We watched Bowling for Columbine in high school, 16 or 17 years ago now, and there’s a scene in the documentary that’s stuck with me since. Michael Moore visits a Lockheed Martin facility not far from the titular high school, where once a month a ballistic missile leaves the factory for U.S. military installations in Colorado Springs, or for delivery to the Navy on the California coast. That alone is the mere business of war, what’s striking is how many residents gather on highway overpasses to watch the journey
of the missile, almost fangirl behavior in reverence to the threat of mass death and destruction.
I bring this up, this mouthwatering desire for chaos, catastrophe and manmade horror, because of how Team USA has behaved at the World Baseball Classic. The military-industrial complex’s relationship to North American pro sports has always made me feel queasy, but the doubling and tripling down of it all in an international tournament, one where the Dominican dugout felt like an outright party and Italian-Americans kissed each other among rounds of espresso, makes me recoil.
Cal Raleigh’s t-shirt was emblazoned “FRONT TOWARD ENEMY,” the same printing found on M18A1 Claymore mines that America keeps in its arsenal specifically because it circumvents the Ottawa Treaty, something the country hasn’t even signed but pretends to adhere to. Before a quarterfinal game against Canada, Team USA manager Mark DeRosa decided that his boys needed inspiration not from a legendary American ballplayer — many of whom are still alive — but rather from a former Navy SEAL, one who both broke the standard SEAL code of silence and who apparently has rather unusual ideas about how to spend time with younger men.
Every time Paul Skenes picked up a baseball, we were reminded he spent two seasons pitching for the Air Force Academy, with very little attention paid to how quickly he transferred to LSU once it became clear how much more financially lucrative that path would be. This team was set on making its entire identity a continuation of the American military machine, the same machine that has overseen the murder of 160 schoolgirls and the death of at least 13 of its own servicemembers at the same time this silly baseball tournament took place!
And to what end? What is all this in service for?
There are many that will chide me for bringing politics into sports, that the WBC is a vehicle to get away from all the rest of the world, but your own team refused to allow that to happen. Thirty grown men—more than that, but I’ll complain about the silliness of moving players on and off your roster later—openly played army guy for two weeks, throwing themselves prostrate before missile launches and drone strikes. Team USA took a side. They brought politics into sports.
I think it says something about the American mind that this is how a collection of players from across the country would choose to market themselves. I’m writing this during the Oscars, where Sinners was widely recognized, a celebration of a very specific piece of American culture; blues music that became jazz that influenced nearly everything we hear today. The great musical history of the United States, the diversity of thought and ethnicity and language that creates some of the greatest cultural spaces in the world, goddamn Saturday morning cartoons. There are so many quintessential Americanisms, even Americanisms that Americans have made up to comfort themselves, and 30 ballplayers refused to wrap themselves in any of that. Instead, they wanted to align themselves with men whose sole concerns are whether they’ve purchased enough Tomahawks to replace the one they just slammed into the roof of a school.

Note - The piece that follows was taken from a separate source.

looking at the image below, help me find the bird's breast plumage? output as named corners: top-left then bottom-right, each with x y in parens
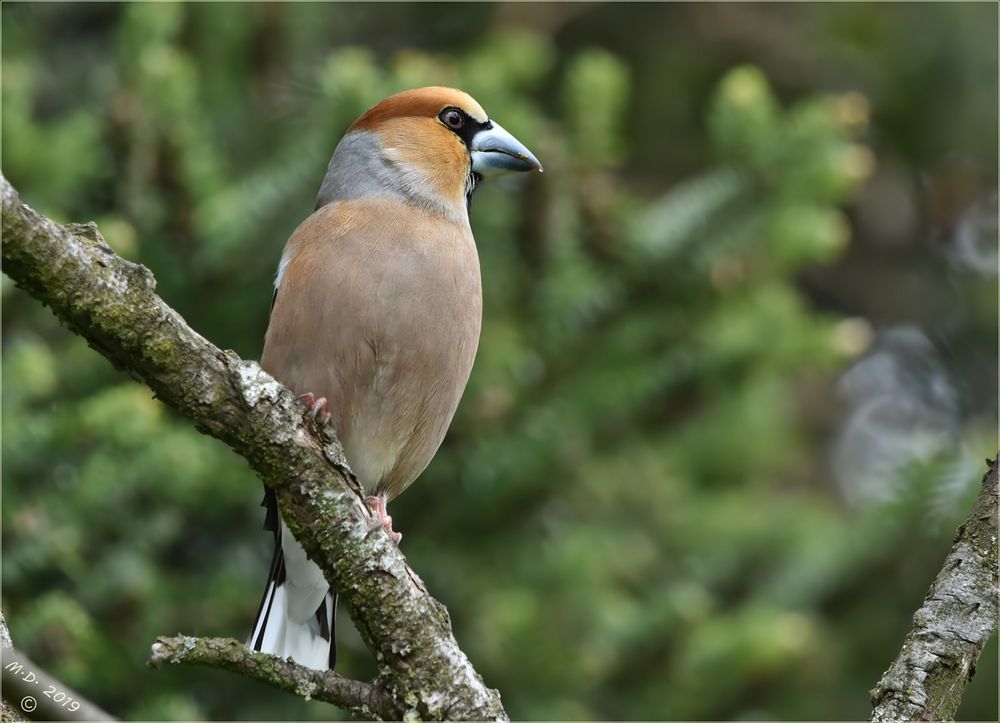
top-left (262, 197), bottom-right (482, 500)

Where does this bloodlust come from? What in the American mind, the sports fan’s mind, the athlete’s mind, says we must fall down before the tanks and the planes and the bullets and the bombs? This didn’t feel nearly as present during Team USA’s previous runs to the Championship Game in 2023 and to its only title in 2017, where the lasting image—aside from Adam Jones’ robbery of Manny Machado—was just of the U.S. players partying with a goofy eagle statue that happened to belong to some father-in-law. I’m not naïve to the political affiliation of most of the players I like to watch, but at no point did someone put their hand up and say it’s odd that we’re taking inspiration from a man who allegedly helped assassinate Osama bin Laden? Roger Clemens was in the building throwing out the first pitch; couldn’t we like, talk to him?
To cap it all off, this is edifice, and a cheap one at that. David Bednar is not a Navy SEAL and for all the admiration I have for Aaron Judge he is not a field general. The moment this team disbands, whether they win in the final tonight, Judge will come back to the Yankees and be the same boring, extraordinary offensive force.
Captain Vinnie Pasquantino has talked about how being on Team Italy—for all its funny little tics—made him more appreciative of his own heritage. What heritage does pretending to be an army guy reach for? The joy the Venezuelan team took in itself, even as its directly threatened by the very same entity Team USA pretends to be, runs so much deeper into what it means to represent a country.
It shouldn’t be a coincidence then that this hollowness bleeds into why the American team is just so staid and boring. They were out-vibbed by every team they played despite their success in the tournament. You can’t hero-worship an ICBM, and there’s nothing real in pretending to wear fatigues. For all the goodwill this tournament brought the game of baseball, Team USA sure got none of it on ’em.